Monday 10 June 2013

The Engela story of Solms-Delta

History is often like detective work – you never know what you will find, but if you scratch just a little beneath the surface skeletons are bound to come flying out. If there is one key thing you have to have when researching the past, it’s patience. Days can go by with you trawling through endless lists and volumes of the hard-to-read handwriting of a person who penned something 300 years ago, in a form of Dutch that is no longer spoken and that certainly wasn't standardized. When you come across a story that relates to the people you are looking for it is like finding the leprechaun’s pot of gold at the end of the rainbow. You have to stifle the urge to scream out with joy in those quiet rooms filled with ancient volumes and sometimes even more ancient fellow researchers working diligently alongside you.



It is probably because of this that I will always remember the day when past met present for me in the archives. One of the owners of the farm I had been researching was Jurgen Hendrik Engela, who had married into the farm so to speak. 300 years ago it was custom in Cape Dutch law that should a woman marry, all the property she owned (including slaves) would automatically become that of her husband. Hailing from Pruisies Minden in Germany, J.H. Engela settled at the Cape in 1738, as a soldier. He became a freeburgher in 1746, coincidentally in the same year that he married the wealthy widow of property, Anna van Staden. Engela’s wealth must have increased considerably from that of a man surviving on a company soldiers’ wage to that of one owning a farm that came with 18 slave men, 3 slave women, 900 sheep and 9,000 wine stocks (according to the census records of 1751). In fact this period in the ownership of Delta (then known as Zandvliet) really characterized what life at the early Cape was all about: remarriage and short life expectancy. Engela was indeed Anna’s second husband. Her first, Johannes van Niekerk, had died in 1744. He had himself been married previously to Engela du Plooy, who had died in 1738, possibly from childbirth complications, as her household inventory was drawn up just one month after the birth of her second daughter and last of five children.
After the death of Anna in 1753, Jurgen continued to prosper, as the census records of 1767 indicates that he owned 500 sheep, 30 horses, 70 heads of cattle, 30 leaguers of wine and 25,000 wine stocks. Not that all was easy going for him, though; in 1751, Abraham van Bengalen (aged 50), a slave belonging to Engela, was one of a group of 12 fugitives captured by a commando. Abraham was accused of desertion, stealing two sheep from his master’s flock (his contribution to feeding his fellow deserters) and - far more seriously - of partnering with a gang that was guilty of subterfuge, conspiracy, and the premeditated murder of other slaves. Abraham was found guilty by association and hanged. In 1771, Jurgen Hendrik Engela transferred Delta to Jan (or Jean) de Villiers, in what was to begin half a century of De Villiers ownership of the property.

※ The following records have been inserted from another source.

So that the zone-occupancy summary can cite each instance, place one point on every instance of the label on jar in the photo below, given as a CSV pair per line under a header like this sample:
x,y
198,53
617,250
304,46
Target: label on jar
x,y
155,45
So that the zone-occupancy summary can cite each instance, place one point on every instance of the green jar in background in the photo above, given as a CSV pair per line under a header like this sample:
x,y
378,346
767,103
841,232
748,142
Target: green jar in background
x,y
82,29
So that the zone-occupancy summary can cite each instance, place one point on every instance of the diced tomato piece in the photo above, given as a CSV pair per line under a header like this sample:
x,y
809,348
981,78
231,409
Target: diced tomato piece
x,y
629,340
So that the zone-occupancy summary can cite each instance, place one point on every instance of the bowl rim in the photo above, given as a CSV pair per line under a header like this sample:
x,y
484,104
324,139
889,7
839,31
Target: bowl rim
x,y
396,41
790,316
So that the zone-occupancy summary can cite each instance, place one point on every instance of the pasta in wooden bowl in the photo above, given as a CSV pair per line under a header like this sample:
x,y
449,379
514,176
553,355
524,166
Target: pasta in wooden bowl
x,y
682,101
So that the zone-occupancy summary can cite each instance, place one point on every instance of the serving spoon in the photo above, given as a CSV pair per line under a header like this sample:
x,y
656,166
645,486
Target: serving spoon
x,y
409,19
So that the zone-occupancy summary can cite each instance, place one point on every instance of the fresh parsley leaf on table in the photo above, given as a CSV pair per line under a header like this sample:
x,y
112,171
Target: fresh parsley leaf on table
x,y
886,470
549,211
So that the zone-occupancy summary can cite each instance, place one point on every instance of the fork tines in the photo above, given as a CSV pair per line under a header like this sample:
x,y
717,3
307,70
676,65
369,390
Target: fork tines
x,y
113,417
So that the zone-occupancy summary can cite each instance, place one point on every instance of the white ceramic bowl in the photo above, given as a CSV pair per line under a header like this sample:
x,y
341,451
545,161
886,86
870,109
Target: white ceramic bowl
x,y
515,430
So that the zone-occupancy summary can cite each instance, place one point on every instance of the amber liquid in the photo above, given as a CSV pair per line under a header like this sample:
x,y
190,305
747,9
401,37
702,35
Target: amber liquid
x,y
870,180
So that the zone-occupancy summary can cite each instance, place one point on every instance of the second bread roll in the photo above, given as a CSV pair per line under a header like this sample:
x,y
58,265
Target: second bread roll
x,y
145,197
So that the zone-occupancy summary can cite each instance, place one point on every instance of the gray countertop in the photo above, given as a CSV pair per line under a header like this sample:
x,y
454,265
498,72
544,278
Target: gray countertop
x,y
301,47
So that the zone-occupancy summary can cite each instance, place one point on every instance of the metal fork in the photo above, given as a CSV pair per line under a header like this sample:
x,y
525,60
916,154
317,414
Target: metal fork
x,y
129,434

Sometimes when in the throws of researching it is hard to get these people out of your head, which is probably why I had to re-read the sign-in register at the archives one morning before I would believe what I was seeing. Just before I had arrived there, somebody named H. Engela had signed in, and he was now apparently sitting at table 22. On introduction it turned out that I had all along been working in the same room as a direct descendant of Jurgen Hendrik Engela, who had owned Delta over two and a half centuries ago. And let me tell you, if there is someone who knows about patience in researching the written record it is this gentleman, Happy Engela. For the past thirty years Happy has painstakingly recorded documents relating to 86,000 individuals in addition to recording some 23,000 graves and numerous transcriptions of registers for the Overberg region. Happy has now retired from his retirement project, and who could blame him for wanting a little rest. The Genealogical Society have since produced a CD titled “Overberg Families”, which makes his work available to the public. And guess what?: it includes the rump of the early South African genealogy of the Solms family, the current owners of Delta.

It felt like a strange act of cosmic fate when Happy returned to Solms-Delta in 2005, to walk the ground that his ancestor had once lived on. And since so many of the owners of Delta were the stamvaders of other Afrikaans families, Happy is not the only one who has experienced this meeting of past and present at Delta. The Cape really is a beautiful place, where we can walk in the footsteps of our ancestors, be they people who lived here a million of years ago or just a couple of centuries.